The motion for reconsideration must be denied. It seeks to reargue issues already presented to and decided by the Court. The motion for reconsideration principally claims that the April 25 Opinion erred by failing to credit Rado's allegations that DBTCA knew the Custody Account "was holding trust assets for Rado" and "thus was a trust account." Rado contends that, because DBTCA knew the Custody Account was a "trust account," DBTCA owed a fiduciary duty to Rado. It argues that Rado breached this duty by failing to "properly monitor and oversee" Haberer's investment decisions, or by failing to make "a reasonable inquiry" in light of "clear evidence indicating that [Rado's] funds [were] being mishandled." Lerner v. Fleet Bank, N.A., 459 F.3d 273, 295 (2d Cir. 2006).

Rado's motion for reconsideration must be denied because the Custody Account is not a "trust account." The Custody Account is a nondiscretionary account governed by the Custody Agreement. As set forth in that agreement, DBTCA was not responsible for advising Rado on the merits of its investment decisions.
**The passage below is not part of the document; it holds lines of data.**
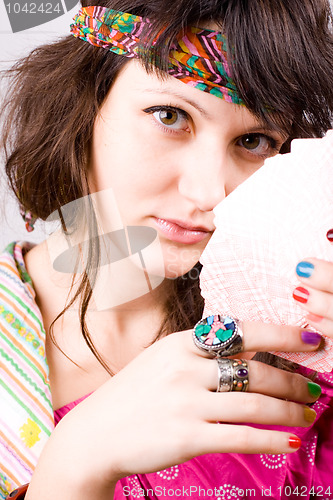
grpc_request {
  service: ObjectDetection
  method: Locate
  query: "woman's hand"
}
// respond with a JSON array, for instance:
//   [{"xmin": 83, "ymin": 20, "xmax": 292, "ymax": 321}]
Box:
[
  {"xmin": 293, "ymin": 250, "xmax": 333, "ymax": 338},
  {"xmin": 27, "ymin": 323, "xmax": 320, "ymax": 500}
]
DBTCA specifically disclaimed in the Custody Agreement any responsibility for determining the suitability of Rado's investments, "regardless of any information the Bank has about [Rado] or the investment or its issuer." In the 2012 and 2016 powers of attorney, Rado expressly authorized Haberer "to buy, sell, and trade in securities" at DBTCA "for [Rado's] account and risk."

Because the Custody Account was an ordinary nondiscretionary account and not a "trust account," DBTCA does not owe a fiduciary duty to Rado and does not have "a duty to make a reasonable inquiry" based on Haberer's alleged mishandling of the Rado funds. "[A] depositary bank has no duty to monitor fiduciary accounts maintained at its branches in order to safeguard funds in those accounts from fiduciary misappropriation." Id. at 287 (citation omitted).

Rado insists that the Custody Account is a "trust account" because it held assets for the benefit of the Diego Trust. It argues that, under Lerner, the "label" of the account as a nondiscretionary account is "irrelevant"; so long as the bank has actual knowledge that the account contains trust assets, Lerner imposes a duty. Rado is incorrect. Even assuming DBTCA had actual knowledge that Rado was owned by the Diego Trust and that its assets were "trust assets," DBTCA was only asked to open a nondiscretionary custodial account. "[I]n determining whether a duty exists, courts must be mindful of the precedential, and consequential, future effects of their rulings, and limit the legal consequences of wrongs to a controllable degree." In re N.Y.C. Asbestos Lit., 5 N.Y.3d 486, 493 (2005) (citation omitted).

Conclusion

Rado's May 9, 2019 motion for reconsideration is denied. Rado's May 9 motion for leave to amend its counterclaims is denied as futile. See Kim v. Kimm, 884 F.3d 98, 105 (2d Cir. 2018).